Sometimes it’s hard to get people in the pool when it’s cloudy but it will help. You just need to keep a sharp eye on all swimmers – and No Diving!

Once my pool is clean & clear I try to use it every day. This keeps it stirred up, ensures that I get a chance to inspect it, and I give it a quick test with test strips to make sure it is balanced.  So using the pool, daily inspection, and a once-a-week shock treatment are my secrets to clean and clear pool water.

So to recapitulate, and continue to curtail the cloudiness, remember it’s a combined effort of filtration, water balance, sanitation, circulation, frequent pool use and – maybe finding the right accessory chemical to help coagulate and trap suspended particles.

That is my step-by-step to remove cloudy pool water so you and your family can enjoy a sparkling clear pool!

Mike Cummings
InTheSwim Staff Blogger



Cloudy Pool Water Issues — 4 Comments

  1. The salt cholorinator stopped working. Cloudy Algae looking water. Water took down turn. Shocked then chorine nothing changed. Raised my alkalinity from 40 to 90 ppm with soda a. Raised ph to low end. Plenty chorine available. Still shows it needs soda ash some. Add more soda ash or give it a day or two. 26,000 ga pool approx

    • If you are still trying to kill, algae – the chlorine is much more effective at a 7.0 – 7.2 range. So, I’d probably keep it low until the water starts to clear. If the pool is still green, shock again, but keep adding it until the water turns a blue/grey color, and stays that way. If it still has a tinge of green, or if the chlorine level drops to zero after 8 hours, you need to add more shock, to make a complete kill or oxidation of the algae.

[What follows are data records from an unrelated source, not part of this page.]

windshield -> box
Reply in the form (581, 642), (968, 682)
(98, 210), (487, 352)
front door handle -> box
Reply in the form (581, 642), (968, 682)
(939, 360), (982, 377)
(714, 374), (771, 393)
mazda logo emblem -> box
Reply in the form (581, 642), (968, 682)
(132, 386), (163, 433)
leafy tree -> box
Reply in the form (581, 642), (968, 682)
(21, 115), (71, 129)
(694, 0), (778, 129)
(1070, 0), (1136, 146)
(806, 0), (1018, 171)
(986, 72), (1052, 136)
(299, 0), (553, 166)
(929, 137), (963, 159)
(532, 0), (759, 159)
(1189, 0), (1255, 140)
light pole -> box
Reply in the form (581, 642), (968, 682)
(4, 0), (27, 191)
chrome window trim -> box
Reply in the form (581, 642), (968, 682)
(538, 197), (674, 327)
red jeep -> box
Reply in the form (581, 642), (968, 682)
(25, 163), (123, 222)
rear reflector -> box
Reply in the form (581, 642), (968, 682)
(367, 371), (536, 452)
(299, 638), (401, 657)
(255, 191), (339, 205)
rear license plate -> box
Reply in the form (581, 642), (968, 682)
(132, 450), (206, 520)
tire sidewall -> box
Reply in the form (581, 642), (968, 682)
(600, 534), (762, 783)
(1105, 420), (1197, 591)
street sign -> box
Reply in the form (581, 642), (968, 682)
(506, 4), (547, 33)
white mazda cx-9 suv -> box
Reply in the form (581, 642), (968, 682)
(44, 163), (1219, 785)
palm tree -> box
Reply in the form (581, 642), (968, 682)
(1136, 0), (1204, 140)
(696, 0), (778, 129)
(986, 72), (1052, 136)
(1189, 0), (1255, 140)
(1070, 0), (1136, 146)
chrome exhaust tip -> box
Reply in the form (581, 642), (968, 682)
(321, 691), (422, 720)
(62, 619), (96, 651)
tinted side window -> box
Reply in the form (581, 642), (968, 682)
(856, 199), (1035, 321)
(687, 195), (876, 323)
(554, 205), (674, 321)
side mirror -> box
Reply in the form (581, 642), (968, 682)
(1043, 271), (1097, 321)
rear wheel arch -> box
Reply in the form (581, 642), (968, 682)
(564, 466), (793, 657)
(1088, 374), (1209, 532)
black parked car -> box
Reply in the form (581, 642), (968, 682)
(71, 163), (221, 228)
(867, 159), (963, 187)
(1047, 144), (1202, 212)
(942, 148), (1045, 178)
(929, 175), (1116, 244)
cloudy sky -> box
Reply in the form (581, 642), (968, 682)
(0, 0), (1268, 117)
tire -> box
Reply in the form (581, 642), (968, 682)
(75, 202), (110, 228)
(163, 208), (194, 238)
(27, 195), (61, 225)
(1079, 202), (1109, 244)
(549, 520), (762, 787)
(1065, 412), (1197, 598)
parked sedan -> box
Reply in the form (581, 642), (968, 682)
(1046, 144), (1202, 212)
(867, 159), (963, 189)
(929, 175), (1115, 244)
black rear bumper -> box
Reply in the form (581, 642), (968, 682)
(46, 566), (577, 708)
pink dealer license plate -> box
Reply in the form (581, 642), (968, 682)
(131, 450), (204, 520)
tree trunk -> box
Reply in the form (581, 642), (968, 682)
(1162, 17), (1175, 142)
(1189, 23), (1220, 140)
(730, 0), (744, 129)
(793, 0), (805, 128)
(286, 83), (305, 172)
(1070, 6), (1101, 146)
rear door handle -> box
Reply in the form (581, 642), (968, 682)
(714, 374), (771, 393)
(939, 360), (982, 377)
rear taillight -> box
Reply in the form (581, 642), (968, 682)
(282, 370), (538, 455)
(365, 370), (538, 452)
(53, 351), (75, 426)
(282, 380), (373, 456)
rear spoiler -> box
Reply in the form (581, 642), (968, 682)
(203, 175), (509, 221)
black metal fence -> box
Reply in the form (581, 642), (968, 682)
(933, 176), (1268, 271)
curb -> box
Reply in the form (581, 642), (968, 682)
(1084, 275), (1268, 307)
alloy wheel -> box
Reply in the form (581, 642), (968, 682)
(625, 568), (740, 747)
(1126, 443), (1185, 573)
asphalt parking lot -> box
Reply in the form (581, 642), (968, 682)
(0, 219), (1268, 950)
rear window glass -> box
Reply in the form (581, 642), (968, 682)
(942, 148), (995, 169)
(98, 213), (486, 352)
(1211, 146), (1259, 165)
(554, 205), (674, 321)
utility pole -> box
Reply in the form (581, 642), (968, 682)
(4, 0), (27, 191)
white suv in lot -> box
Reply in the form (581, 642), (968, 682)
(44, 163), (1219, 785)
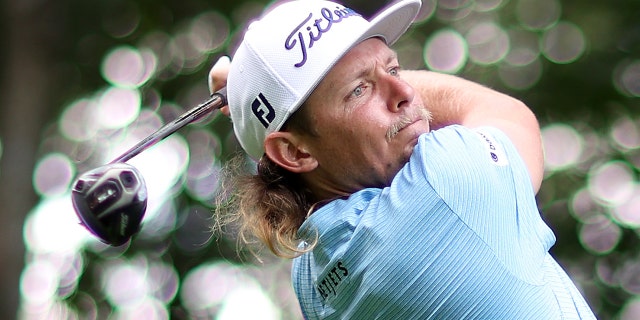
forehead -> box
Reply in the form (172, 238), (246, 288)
(316, 38), (397, 89)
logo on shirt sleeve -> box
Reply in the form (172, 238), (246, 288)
(316, 260), (349, 301)
(476, 130), (509, 166)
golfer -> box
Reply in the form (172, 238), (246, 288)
(210, 0), (594, 320)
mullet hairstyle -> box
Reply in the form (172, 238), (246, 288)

  2. Got one for you Mike…We had to drain most of pool this spring and do a lite repair, due to the cost of a refile or we had to use well water we decide to pump water out of the creek. The creek looks like ice tea ie: tannin colored, what if anything can be done to clear this water. I do have to add when you scoop out a class of water it looks clear…Thanks in advance Curtis

    • Hi, I’ve had a friend of mine fill his pool from the creek. I thought he was nuts, but it turned out OK. It was a little murky and tan colored at first, but he tested and balanced the pool water, and circulated a metal out product (sequestering agent) and some clarifier overnight, and then shocked the pool to a blue color the next day – no problems!